The equivalent stratal slice comparison display at the level of zone 5 shown in figure 5 again shows the gas anomaly to be better defined on the odd component (figure 5b) display than the seismic amplitude display (figure 5a). The gas probability display (figure 5c) indicates the gas anomaly as well defined, but is shrunk in size at the lower end as indicated by the light blue arrow. Again, the faults marked with purple block arrows on the multispectral coherence appear to be acting as fluid barriers, with the gas anomaly following them closely on all three displays.
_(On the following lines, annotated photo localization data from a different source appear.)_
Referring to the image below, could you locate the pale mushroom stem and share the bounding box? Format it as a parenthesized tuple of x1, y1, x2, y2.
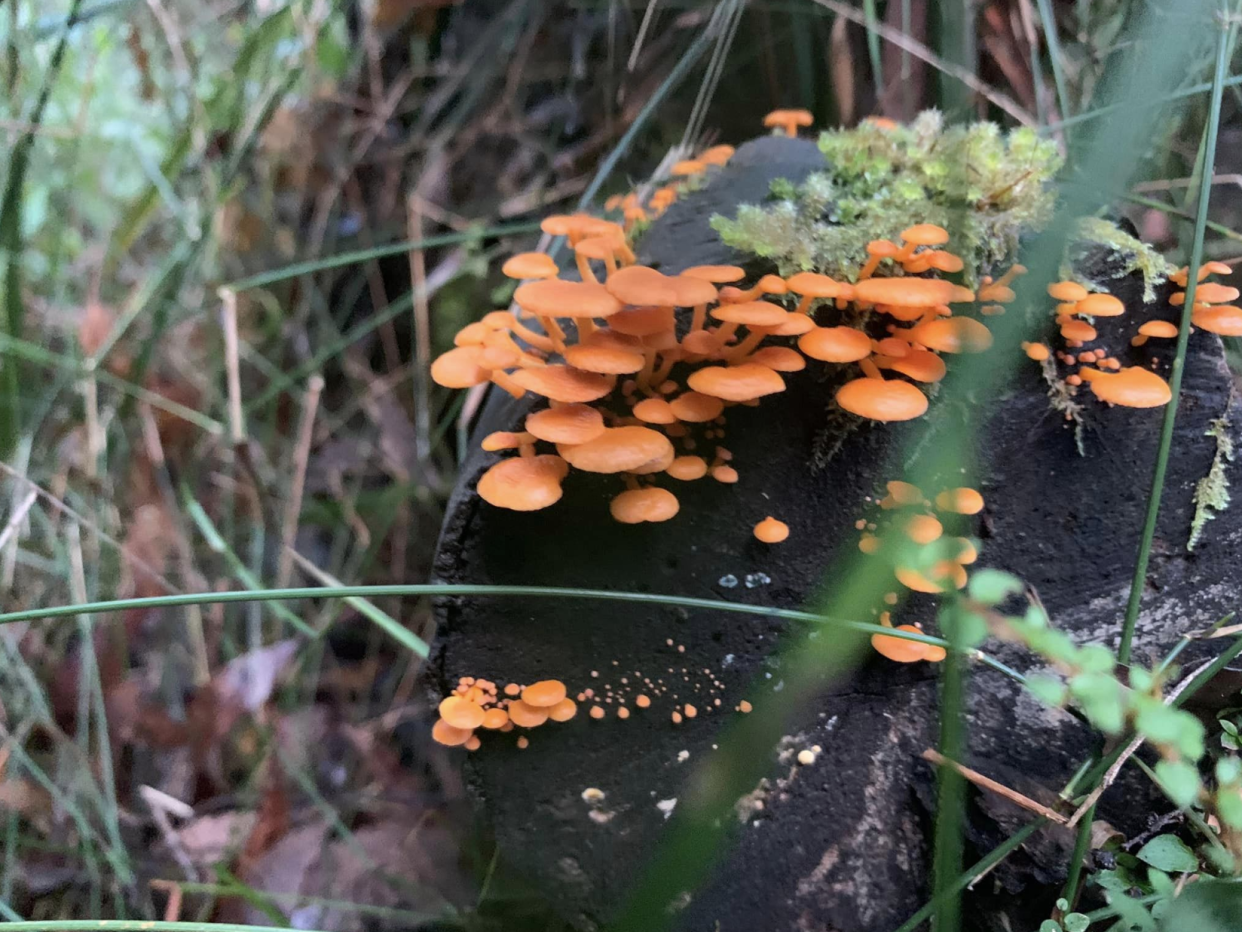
(689, 303, 709, 333)
(716, 321, 742, 344)
(1131, 335, 1150, 347)
(995, 263, 1027, 288)
(518, 440, 535, 458)
(795, 295, 816, 316)
(509, 319, 556, 353)
(894, 241, 918, 263)
(576, 317, 597, 340)
(602, 252, 618, 279)
(623, 474, 640, 491)
(575, 253, 598, 284)
(858, 256, 884, 280)
(859, 358, 884, 380)
(489, 371, 527, 399)
(778, 118, 798, 137)
(616, 242, 636, 266)
(636, 349, 658, 391)
(535, 315, 567, 353)
(649, 349, 682, 388)
(725, 328, 771, 362)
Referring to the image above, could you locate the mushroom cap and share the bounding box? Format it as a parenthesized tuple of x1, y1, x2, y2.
(431, 346, 491, 388)
(763, 108, 813, 127)
(582, 328, 643, 351)
(610, 487, 680, 523)
(1022, 341, 1050, 361)
(885, 348, 947, 383)
(900, 224, 950, 246)
(710, 300, 788, 327)
(608, 305, 677, 337)
(1137, 320, 1179, 338)
(1075, 293, 1125, 317)
(481, 430, 532, 451)
(548, 698, 578, 722)
(854, 277, 957, 307)
(559, 426, 674, 473)
(680, 264, 746, 283)
(632, 397, 678, 424)
(540, 213, 594, 237)
(896, 562, 967, 593)
(836, 378, 928, 421)
(670, 159, 706, 176)
(440, 695, 486, 729)
(563, 342, 645, 374)
(1080, 366, 1172, 408)
(867, 239, 902, 258)
(753, 516, 790, 543)
(935, 487, 985, 515)
(575, 234, 626, 260)
(522, 680, 568, 708)
(525, 404, 606, 444)
(671, 274, 720, 307)
(757, 274, 789, 295)
(432, 719, 475, 747)
(886, 481, 924, 505)
(687, 363, 786, 401)
(630, 444, 677, 475)
(454, 321, 492, 346)
(871, 625, 933, 663)
(785, 272, 846, 298)
(680, 330, 720, 354)
(1187, 282, 1240, 305)
(905, 513, 943, 545)
(925, 251, 965, 274)
(798, 326, 872, 362)
(697, 144, 735, 165)
(772, 313, 816, 336)
(668, 392, 725, 422)
(605, 265, 681, 306)
(748, 346, 806, 372)
(477, 455, 567, 511)
(666, 455, 708, 480)
(907, 317, 993, 353)
(511, 365, 616, 402)
(508, 700, 549, 728)
(1048, 281, 1089, 302)
(502, 252, 559, 280)
(1059, 319, 1097, 342)
(515, 279, 623, 319)
(1193, 304, 1242, 335)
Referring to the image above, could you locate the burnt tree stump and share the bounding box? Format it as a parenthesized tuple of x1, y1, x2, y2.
(430, 136, 1242, 931)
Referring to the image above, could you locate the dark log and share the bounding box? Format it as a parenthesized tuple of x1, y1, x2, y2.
(429, 136, 1242, 931)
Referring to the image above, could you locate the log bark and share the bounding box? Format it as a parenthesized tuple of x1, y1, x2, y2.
(430, 136, 1242, 931)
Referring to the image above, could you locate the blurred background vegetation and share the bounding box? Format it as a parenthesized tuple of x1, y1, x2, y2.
(1, 0, 1242, 930)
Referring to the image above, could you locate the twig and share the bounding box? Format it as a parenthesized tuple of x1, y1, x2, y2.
(809, 0, 1037, 126)
(274, 375, 323, 590)
(1066, 660, 1212, 827)
(406, 196, 432, 464)
(922, 749, 1069, 824)
(219, 287, 245, 445)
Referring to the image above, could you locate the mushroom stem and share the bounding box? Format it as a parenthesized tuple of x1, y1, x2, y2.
(649, 350, 681, 389)
(1131, 334, 1150, 347)
(726, 328, 771, 362)
(575, 253, 598, 284)
(602, 252, 618, 278)
(535, 315, 567, 353)
(576, 317, 597, 341)
(795, 295, 815, 316)
(509, 319, 556, 353)
(489, 370, 527, 399)
(689, 303, 708, 334)
(859, 357, 884, 380)
(636, 349, 658, 391)
(716, 321, 741, 344)
(858, 256, 883, 280)
(623, 474, 640, 491)
(616, 242, 636, 266)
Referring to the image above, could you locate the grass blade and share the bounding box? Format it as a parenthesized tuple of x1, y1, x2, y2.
(1034, 0, 1072, 131)
(1117, 11, 1230, 666)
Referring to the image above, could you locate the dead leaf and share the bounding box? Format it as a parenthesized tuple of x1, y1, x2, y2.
(177, 811, 258, 867)
(214, 640, 300, 714)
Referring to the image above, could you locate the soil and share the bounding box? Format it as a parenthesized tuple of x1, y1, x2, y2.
(429, 135, 1242, 931)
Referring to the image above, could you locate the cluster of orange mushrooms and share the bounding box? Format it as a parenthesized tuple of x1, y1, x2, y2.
(859, 479, 986, 664)
(1020, 262, 1240, 408)
(430, 215, 1024, 526)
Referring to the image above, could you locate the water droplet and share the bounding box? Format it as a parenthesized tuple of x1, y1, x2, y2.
(718, 574, 739, 588)
(744, 572, 772, 588)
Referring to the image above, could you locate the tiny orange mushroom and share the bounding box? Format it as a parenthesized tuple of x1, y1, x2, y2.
(754, 516, 790, 543)
(763, 108, 814, 137)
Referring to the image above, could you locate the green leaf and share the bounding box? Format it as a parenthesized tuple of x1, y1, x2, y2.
(1148, 868, 1176, 896)
(1215, 756, 1241, 785)
(1064, 914, 1089, 932)
(1130, 668, 1154, 693)
(1070, 671, 1125, 734)
(1216, 787, 1242, 830)
(1157, 879, 1242, 931)
(1221, 720, 1239, 737)
(1137, 836, 1198, 874)
(1026, 675, 1068, 707)
(1039, 921, 1061, 932)
(967, 568, 1023, 605)
(1155, 759, 1202, 809)
(1078, 644, 1116, 673)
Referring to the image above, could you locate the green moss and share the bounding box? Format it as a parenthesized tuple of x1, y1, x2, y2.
(1067, 217, 1174, 302)
(1189, 416, 1234, 551)
(711, 111, 1062, 283)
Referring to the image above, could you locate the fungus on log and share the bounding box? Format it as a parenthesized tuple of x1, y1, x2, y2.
(429, 136, 1242, 931)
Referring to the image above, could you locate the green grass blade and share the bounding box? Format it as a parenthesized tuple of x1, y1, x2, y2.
(1117, 13, 1230, 666)
(1034, 0, 1072, 131)
(223, 222, 540, 293)
(930, 609, 969, 932)
(0, 0, 86, 457)
(863, 0, 884, 93)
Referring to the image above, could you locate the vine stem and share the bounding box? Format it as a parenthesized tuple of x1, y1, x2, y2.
(1117, 12, 1231, 666)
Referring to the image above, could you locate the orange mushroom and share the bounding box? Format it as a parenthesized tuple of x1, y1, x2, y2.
(836, 378, 928, 422)
(763, 108, 814, 137)
(476, 455, 568, 511)
(1079, 367, 1172, 408)
(559, 426, 674, 473)
(687, 364, 785, 401)
(753, 516, 790, 543)
(511, 365, 616, 403)
(906, 317, 993, 353)
(798, 326, 872, 362)
(610, 487, 681, 524)
(501, 252, 559, 280)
The gas anomaly also shows much better correlation of the dark blue areas on the odd phase component with the horizontal wells shown overlaid, which are operational for this zone.
Discussion on Reservoir Management at Stenlille
The volume of gas injected/withdrawn in zone 1-3 per year for the different wells is indicated by the curves shown in figure 6a and depict a gradually increasing trend during the establishment of zone 1-3 through the ‘90s. The downward swings in the curves are seen whenever wells were used for withdrawal. For zone 5 the injector/withdrawal curves as shown in figure 6b from 1995, where wells ST-2, 8, 14, 16 and 18 are seen as the main injectors, though the contribution of ST-2 has been minimal. However, if we look at a longer time span, say to 2017 as shown in figure 6c, we see that after 2010 it was used to inject a smaller amount of gas. Notice, most of the wells are annually made to shift between their roles from injection to withdrawal and vice-versa. The vertical black line on both graphs is a reference point for the Stenlille 3-D seismic acquisition between August and October 1997. The total gas (cumulative sum of injection minus withdrawal) volumes for zones 1-3 and 5 from the wells indicated in the inset are shown in orange and blue. The fall and rise in the gas volume as seen on the two curves is related to the injection and withdrawal cycles.
As stated earlier, the analysis attempted was carried out on poststack seismic data acquired and processed in 1997. Further research could include reprocessing of the data to benefit from modern processing techniques. Not only would prestack seismic data become available for running simultaneous impedance inversion to constrain the non-unique solutions, but an accurate velocity model could be generated and used for performing a robust depth conversion. Using the detailed historical injection/withdrawal data available, different volumetric calculations could be carried out and compared with the total gas registered at the time of acquisition of the seismic survey. Not only this, if the Stenlille area is declared to be the site for the first onshore CO₂ storage demonstration in Denmark, the maps that have been shown above would become very valuable in a reservoir management context, as small deviations between the maps could help to improve understanding of fluid movement within the reservoir. Also, the fluid migration simulations will be crucial for the reservoir management team, which could also benefit from additional time-lapse surveys.
Conclusion
In this article the application of phase decomposition has been introduced as a reservoir management tool, with the odd phase component (sum of plus-90-degrees and negative-90-degrees phase components) showing better correlation with the wells that control the injection and withdrawal of natural gas in the Stenlille reservoir zones. The present application of an odd phase component has been attempted on legacy data, but in the likely scenario in which the legacy data were reprocessed to take advantage of the modern reprocessing techniques and their value-addition, it is anticipated that more accurate results would be forthcoming.